Kirschner and Panos’ films revisit the past in order to shed light on the present. In their previous collaboration Trail of the Spider (2008) they transported ideas from American folklore to the ‘wilderness’ of London’s Hackney Marshes, interweaving documentary and fictional sources in a tale charting the forced eviction of shopkeepers from an East End market. The Last Days of Jack Sheppard takes its inspiration from the original prints, ballads and literary accounts of Sheppard’s life in order to explore the 21st-century concerns of an image-conscious society fascinated with the transforming power of wealth. Kirschner has suggested that the experience of watching the film might be a little like looking at an 18th-century engraving; some of the contemporary satire and references inevitably get lost, but the main arguments and the aesthetic principles endure. This is not a purely theoretical point; the garrets, coffee houses, offices and prisons where the action takes place are recreations lifted from the printed books, woodcuts and engravings of the time. Discarded papers, bills and worthless stock swirl around the characters, emblems of the mania and collapse of what William Hogarth called ‘this Projecting Age’. This careful integration of primary sources sometimes has the effect of making the protagonists appear to move between two- and three-dimensional space. In one scene the hero appears as a silhouette, climbing into a print depicting the various holes he made when conducting his final escape from Newgate Prison, a metaphor for the way in which his life is translated into fiction.

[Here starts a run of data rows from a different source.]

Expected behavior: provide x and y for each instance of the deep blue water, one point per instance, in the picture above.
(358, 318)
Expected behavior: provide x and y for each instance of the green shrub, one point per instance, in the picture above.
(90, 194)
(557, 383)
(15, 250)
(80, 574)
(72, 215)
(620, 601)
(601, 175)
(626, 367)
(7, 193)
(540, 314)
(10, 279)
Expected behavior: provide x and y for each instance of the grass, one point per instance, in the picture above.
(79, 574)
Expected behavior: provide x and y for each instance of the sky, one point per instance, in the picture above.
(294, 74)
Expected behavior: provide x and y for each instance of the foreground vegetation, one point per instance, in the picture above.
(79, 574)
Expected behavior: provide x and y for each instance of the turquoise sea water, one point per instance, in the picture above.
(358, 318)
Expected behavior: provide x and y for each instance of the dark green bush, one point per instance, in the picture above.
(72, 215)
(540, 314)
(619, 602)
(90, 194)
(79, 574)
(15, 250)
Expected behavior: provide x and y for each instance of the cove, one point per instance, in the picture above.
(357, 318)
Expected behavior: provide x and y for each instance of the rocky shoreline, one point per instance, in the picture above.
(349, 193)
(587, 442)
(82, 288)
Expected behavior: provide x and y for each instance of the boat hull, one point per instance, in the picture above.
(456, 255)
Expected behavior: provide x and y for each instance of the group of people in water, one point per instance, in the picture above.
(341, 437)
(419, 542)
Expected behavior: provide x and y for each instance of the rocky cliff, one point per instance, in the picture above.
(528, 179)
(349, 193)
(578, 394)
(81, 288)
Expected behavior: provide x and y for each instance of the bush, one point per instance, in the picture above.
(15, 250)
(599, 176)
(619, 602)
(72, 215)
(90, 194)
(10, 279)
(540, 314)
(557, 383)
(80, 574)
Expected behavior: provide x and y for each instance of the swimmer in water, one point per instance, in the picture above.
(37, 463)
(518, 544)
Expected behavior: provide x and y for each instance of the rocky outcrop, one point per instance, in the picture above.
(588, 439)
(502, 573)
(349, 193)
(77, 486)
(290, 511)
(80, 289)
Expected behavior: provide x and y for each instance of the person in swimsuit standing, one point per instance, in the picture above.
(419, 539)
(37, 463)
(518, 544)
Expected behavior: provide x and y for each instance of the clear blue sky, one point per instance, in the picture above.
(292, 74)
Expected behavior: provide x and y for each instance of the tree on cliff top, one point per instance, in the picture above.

The filmmakers have taken care to recreate a sense of the period, to the extent of employing an expert in 18th-century deportment to perfect the actors’ exaggerated mannerisms. But the film also includes deliberately anachronistic details, with lavishly costumed characters quoting Karl Marx or predicting a post-industrial future built on endless credit. Scenes from Defoe’s Robinson Crusoe (1719) are interspersed with allusions to fictionalized versions of Sheppard’s life including John Gay’s The Beggar’s Opera (1728) and Harlequin Sheppard, the play produced two weeks after Sheppard’s death in 1724. This interplay of references creates a rich if slightly disorientating effect, heightened by the over-dubbed soundtrack and conspicuous use of half-erected stage sets through which the protagonists are framed. With its peculiar theatricality The Last Days of Jack Sheppard bears comparison with Derek Jarman’s films, while its attention to scenic composition resembles those of Peter Greenaway. A blank white section of the original set was preserved as an installation at Chisenhale Gallery (where the film itself was shot). Having served first as the ceiling beams of Sheppard’s workshop and later as the gallows, it suggested that the constructions and fantasies we entertain extend beyond the confines of art into the everyday. Its presence was also a reminder that, as Matt of the Mint comments to Macheath (the figure John Gay based on Sheppard): ‘hanging is something we all must come to’.